The study's purpose was to examine the experiences of women living in polygamous marriages and to look at how polygamy affects their lives. During in-depth interviews with polygamous women, the researchers found that:
- the women fear divorce;
- they experience a serious deterioration in their economic situation once their husband marries an additional wife;
- the "left behind wife" loses her social benefits as the state does not recognize more than one wife;
- they suffer physical and emotional abuse after the additional marriage;
- there is a cycle of deprivation of educational opportunity;
- and every woman interviewed opposes polygamy in theory and practice.

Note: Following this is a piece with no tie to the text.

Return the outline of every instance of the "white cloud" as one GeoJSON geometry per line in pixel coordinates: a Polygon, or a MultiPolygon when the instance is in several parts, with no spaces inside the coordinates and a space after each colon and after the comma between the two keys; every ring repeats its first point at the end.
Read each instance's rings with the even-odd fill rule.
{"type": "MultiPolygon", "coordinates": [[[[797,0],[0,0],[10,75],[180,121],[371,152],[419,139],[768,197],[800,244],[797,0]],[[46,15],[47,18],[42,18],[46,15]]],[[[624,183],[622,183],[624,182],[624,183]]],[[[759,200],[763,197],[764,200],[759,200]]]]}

One of those surveyed tried to commit suicide after being beaten and humiliated by her husband. She said: "Everything I do is for my children. I cannot divorce and remarry because then I would lose my [eight] children." In Bedouin society, the children of divorce stay with the father and the mother may be forbidden from seeing them.
R, 26, a mother of six who married at 14 and was forced by her husband's family to leave school, said: "My husband's third wife is now building a new home with my husband. I live in their basement. When I first came there, there was no electricity, water, windows or bathrooms. Today there are windows, but still no door."
P, aged 38, echoed other women in polygamous marriages when she said: "I'm against polygamy, because it's hard on the [first] wife and the children. Always, as a result of polygamy, one of the wives is neglected. This is hard on the mother and on the children because they need the father, they need their father's voice, they need their fathers' talk…sometimes they get out of control because of this."
The study was conducted by Hind Elsana, a lobbyist for SHATIL's Bedouin Women's Rights and Leadership Project, funded through the U.S. Department of State, Bureau of Near Eastern Affairs, Office of the Middle East Partnership Initiative (MEPI) as well as a Ma'an attorney and a SHATIL Everett Social Justice Fellow, Tamar Seter. The study's conclusions were presented at a conference at Ben Gurion University as well as at Ma'an's 10th anniversary conference.
The study followed an intensive anti-polygamy media campaign by a coalition of Israeli Arab women's organizations.
Ma'an has launched a project to raise awareness in the Bedouin community about the problems caused by polygamous marriages. A position paper prepared by Elsana will soon be presented to the Knesset.